Kini, Andre bersungguh-sungguh melawan Harso. Dia harus segera menyelesaikan tugas. Kemampuannya di meja judi sudah mengirimkannya ke sini. Seseorang sudah membayarnya mahal.

Andre dengan cepat bisa membaca kartu apa saja yang dipunyai lawan. Domino sudah sangat hafal cara memainkannya. Setelah menutup kartu lawan kerkali-kali. Berbagai balak besar-besar diperlihatkan Harso di meja.

Rupanya uang Harso tidak mencukupi untuk membayar kekalahannya. Tentu saja Andre marah. Keributan tidak bisa dihindarkan lagi.

Andre mencengkram kerah baju Harso. Harso tidak melawan karena merasa salah. Andre melepaskan satu tonjokan ke muka Harso, darah muncrat dari hidungnya.

"Ampun, Bang!" teriak Harso.

"Berani-beraninya kau menipu seorang Andre!" seru Andre.

Kembali bogem mentah dilayangkan, kali ini tendangan juga mengarah ke dadanya. Harso ambruk, Andre masih menginjak tangannya dengan keras. "Krek" terdengar bunyi seperti tulang patah. Andre berhenti setelah Harso pingsan tak berdaya. Andre mengambil beberapa foto.

Perempuan itu tersenyum puas melihat-lihat foto yang dikirim oleh Andre. Tidak sia-sia dia membayar mahal penjudi tersebut. Tangan kotor Harso telah menerima karmanya.

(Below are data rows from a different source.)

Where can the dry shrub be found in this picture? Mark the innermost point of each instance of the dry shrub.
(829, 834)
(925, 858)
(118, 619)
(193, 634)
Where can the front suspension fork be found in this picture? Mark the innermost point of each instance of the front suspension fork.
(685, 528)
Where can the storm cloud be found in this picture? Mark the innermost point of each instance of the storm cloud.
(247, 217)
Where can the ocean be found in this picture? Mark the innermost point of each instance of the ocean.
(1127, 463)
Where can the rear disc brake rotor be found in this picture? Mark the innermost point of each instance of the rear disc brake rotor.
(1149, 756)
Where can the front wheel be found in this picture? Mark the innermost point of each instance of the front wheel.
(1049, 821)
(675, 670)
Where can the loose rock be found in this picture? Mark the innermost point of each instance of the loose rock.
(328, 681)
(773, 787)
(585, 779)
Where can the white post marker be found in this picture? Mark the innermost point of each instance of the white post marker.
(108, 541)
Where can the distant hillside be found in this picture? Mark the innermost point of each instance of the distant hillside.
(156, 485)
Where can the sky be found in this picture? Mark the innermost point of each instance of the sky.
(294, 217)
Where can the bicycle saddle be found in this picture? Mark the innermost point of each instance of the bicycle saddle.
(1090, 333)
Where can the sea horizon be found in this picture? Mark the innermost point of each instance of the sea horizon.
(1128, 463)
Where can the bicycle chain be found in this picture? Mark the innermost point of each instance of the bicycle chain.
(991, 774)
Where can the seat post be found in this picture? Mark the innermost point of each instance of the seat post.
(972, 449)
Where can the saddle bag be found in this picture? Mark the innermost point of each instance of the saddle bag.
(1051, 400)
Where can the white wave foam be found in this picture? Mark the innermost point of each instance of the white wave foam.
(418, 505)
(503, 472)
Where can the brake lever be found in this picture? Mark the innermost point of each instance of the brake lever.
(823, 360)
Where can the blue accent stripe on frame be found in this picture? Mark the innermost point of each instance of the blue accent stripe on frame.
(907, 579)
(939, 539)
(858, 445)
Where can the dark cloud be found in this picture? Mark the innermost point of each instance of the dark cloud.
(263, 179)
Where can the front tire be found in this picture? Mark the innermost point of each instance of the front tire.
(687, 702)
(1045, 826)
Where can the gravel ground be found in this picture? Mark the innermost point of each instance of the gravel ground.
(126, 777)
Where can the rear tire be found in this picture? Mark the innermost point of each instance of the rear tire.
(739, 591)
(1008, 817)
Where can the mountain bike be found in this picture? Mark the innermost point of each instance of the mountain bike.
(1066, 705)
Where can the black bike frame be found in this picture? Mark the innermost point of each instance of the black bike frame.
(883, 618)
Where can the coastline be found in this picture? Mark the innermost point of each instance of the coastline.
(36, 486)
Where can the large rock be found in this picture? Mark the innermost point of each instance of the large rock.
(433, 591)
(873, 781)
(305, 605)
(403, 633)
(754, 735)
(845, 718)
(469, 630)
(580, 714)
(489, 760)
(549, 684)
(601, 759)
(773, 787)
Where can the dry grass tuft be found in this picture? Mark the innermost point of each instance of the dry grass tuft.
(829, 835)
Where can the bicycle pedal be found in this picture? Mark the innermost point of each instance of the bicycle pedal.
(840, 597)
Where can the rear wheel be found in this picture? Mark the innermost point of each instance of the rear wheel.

Wanita itu kembali terkenang masa lalu. Dua tahun sudah, uang sudah menjadi candu buat dirinya. Uang membuatnya terjerembab ke lumpur hitam ini. Uang pula yang membuat ibunya tersenyum. Begitu pula tangan Harso patah karena uang.

Tuan Hendra tidak pernah membiarkannya kekurangan uang. Asal senyum terbaik saat melepaskan kancing-kancing bajunya disuguhkan Kamilia dengan sempurna.

Tiba-tiba ada rasa lain berdesir di hati Kamilia. Membuat nyaman dan gelisah. Persis rasanya seperti saat melihat Saiful dulu setiap hari. Pemuda itu kini hadir di benaknya.